I use LUKS on linux for my backups, and then the backup drives go offsite. But the backup computer is allowed to access the files while the backup is running - which isn't a problem for the risks I'm trying to defend against. If you can't trust your backup computer, another approach is to run Windows as a VM and handle your backups with linux, which has a lower intrusion rate.

Your comment is so epically stupid.....

[guevera]

...that it almost becomes a work of art. I want to just sit and admire it and try and tease out the nuances of idiocy and subtle details or inanity that lurk within the depths of its stupidity, in hopes that I'll reach some new plateau of understanding as I gain insight into the essential nature of the moron of the species.

alas, time is short, so I'll have to return another time to bask in the aura of this commentator's ignorance.

Imaging + Encryption

[heypete]

On Windows, I prefer to use Acronis software for imaging and TrueCrypt for encryption.

Since the TrueCrypt operations happen at a low level that's transparent to Windows and other applications that interact with the disk, once I enter the pre-boot password for TrueCrypt and load Windows I can interact with the disk as if it were not encrypted: by making images with Acronis after Windows has booted, Acronis sees the disk as a standard NTFS drive. I can save the image of the unencrypted contents of the disk to some sort of secure backup media.

The backup media may be encrypted on its own, or I could use the encryption mechanisms built into Acronis to protect the image files. If I were use Acronis bootable media and try imaging the disk, I'd only get an image of the encrypted data -- by booting into Windows first I can make an image of the unencrypted contents of the disk.

If the encrypted drive were to ever fail I could write the image back to a new drive sans encryption. This also allows me more flexibility in regards to resizing the filesystem to new disks: since I took the image of the unencrypted contents of the disk I can resize the filesystem to a new disk. If I had encrypted the raw disk itself then I would not have this option. After restoring, I can then encrypt-in-place using TrueCrypt to secure the new drive.

As for the encrypted containers, mount them and back up their contents.

Overkill

[Tony+Isaac]

Do you live in an underground bunker, with automated blast doors and multi-layer security? I doubt it. Does anybody really care enough to defeat such measures to get into your house? I suspect you're like the rest of us, with standard locks and maybe an alarm system or a dog, or both. That is sufficient to deter all but the most determined criminals. And if anyone is determined enough, your extra security won't stop them anyway.

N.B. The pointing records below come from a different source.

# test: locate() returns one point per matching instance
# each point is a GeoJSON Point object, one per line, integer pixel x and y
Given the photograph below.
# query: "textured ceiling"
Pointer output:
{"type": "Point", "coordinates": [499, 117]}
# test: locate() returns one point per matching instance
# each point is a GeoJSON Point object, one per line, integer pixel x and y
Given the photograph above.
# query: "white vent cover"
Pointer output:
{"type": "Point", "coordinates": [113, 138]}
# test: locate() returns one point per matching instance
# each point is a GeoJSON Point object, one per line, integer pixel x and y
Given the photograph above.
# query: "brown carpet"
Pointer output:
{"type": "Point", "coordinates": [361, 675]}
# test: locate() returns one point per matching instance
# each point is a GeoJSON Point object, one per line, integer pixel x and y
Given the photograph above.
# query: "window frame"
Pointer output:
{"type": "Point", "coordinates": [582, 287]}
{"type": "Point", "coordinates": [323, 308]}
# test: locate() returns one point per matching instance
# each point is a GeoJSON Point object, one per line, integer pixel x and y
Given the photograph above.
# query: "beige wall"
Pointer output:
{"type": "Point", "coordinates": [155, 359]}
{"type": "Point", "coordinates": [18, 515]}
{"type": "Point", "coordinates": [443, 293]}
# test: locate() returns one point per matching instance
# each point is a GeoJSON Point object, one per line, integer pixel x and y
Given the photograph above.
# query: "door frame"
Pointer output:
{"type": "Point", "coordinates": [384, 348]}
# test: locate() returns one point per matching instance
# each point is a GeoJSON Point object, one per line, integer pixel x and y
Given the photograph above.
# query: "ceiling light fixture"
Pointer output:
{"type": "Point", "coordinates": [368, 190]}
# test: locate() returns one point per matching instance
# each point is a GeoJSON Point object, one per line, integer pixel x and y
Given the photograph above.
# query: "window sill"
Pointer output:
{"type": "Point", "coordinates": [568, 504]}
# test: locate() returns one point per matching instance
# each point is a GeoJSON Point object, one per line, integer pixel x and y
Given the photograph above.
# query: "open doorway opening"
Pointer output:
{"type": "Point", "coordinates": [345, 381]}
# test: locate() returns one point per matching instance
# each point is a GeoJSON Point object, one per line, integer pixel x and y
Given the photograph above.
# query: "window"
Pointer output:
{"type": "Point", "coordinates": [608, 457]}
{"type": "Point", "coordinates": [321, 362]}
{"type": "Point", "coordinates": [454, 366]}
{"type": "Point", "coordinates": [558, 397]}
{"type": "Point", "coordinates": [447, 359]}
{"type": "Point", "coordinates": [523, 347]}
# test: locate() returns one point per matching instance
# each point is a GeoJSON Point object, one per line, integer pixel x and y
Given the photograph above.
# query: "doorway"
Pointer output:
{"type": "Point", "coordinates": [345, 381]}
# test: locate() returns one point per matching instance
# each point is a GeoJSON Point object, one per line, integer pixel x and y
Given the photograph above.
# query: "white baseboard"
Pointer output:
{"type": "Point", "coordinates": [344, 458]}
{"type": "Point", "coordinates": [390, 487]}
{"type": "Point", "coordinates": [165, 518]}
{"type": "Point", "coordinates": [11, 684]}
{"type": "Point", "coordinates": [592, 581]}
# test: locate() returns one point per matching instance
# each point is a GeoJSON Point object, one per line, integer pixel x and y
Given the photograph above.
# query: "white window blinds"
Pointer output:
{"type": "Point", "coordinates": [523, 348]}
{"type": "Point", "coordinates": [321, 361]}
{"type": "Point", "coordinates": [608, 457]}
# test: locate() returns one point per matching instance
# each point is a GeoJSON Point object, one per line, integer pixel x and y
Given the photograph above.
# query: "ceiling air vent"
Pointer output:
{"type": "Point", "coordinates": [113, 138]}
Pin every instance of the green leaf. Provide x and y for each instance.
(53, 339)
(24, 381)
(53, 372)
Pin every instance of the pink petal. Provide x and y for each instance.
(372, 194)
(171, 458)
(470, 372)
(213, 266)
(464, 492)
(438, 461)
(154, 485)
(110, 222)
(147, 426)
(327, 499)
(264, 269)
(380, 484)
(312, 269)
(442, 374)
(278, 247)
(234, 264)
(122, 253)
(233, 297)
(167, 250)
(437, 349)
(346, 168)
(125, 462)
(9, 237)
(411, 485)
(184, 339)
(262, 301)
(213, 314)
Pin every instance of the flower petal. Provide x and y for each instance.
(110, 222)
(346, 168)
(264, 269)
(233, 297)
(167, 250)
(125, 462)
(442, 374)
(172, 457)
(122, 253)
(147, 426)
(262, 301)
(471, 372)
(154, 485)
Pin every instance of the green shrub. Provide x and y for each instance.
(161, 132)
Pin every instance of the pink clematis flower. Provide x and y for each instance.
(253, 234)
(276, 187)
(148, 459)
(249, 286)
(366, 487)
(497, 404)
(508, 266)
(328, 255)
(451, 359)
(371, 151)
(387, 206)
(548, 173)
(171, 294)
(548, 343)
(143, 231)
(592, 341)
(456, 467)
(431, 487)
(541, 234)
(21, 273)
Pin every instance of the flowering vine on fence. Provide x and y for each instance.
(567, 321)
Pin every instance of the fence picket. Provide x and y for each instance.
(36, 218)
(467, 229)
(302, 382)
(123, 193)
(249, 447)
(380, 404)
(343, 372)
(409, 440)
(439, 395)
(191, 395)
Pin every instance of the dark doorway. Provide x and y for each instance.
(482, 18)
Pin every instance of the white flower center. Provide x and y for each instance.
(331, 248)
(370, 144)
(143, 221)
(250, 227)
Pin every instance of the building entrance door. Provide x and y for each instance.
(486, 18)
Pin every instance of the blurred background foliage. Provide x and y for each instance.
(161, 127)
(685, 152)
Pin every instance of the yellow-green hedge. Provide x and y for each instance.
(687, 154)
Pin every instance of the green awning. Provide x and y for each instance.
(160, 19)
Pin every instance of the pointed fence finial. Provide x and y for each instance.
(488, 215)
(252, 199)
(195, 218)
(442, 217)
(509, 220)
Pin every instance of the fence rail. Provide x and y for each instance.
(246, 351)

Your data isn't that different. Nobody is really after your data, at least not to the point of being willing to spend serious money and time getting into your system. The real threats are things like malware (which won't even be slowed down by your encrypted drive), or somebody snooping around on your hard drive after stealing your laptop (when actually they are more likely to want to just sell it).

Common sense is the best protection for most of us. Don't save passwords in an unencrypted file. Use a non-trivial password to log on to your system. Hang on to your stuff. You get the idea.

Mac + FileVault + Time Machine encrypted

[gnasher719]

Get a Mac. Turn full disk encryption via Filevault2 on. Backup using Time Machine with an encrypted backup drive. The encryption is invisible except that you have to enter the password from time to time.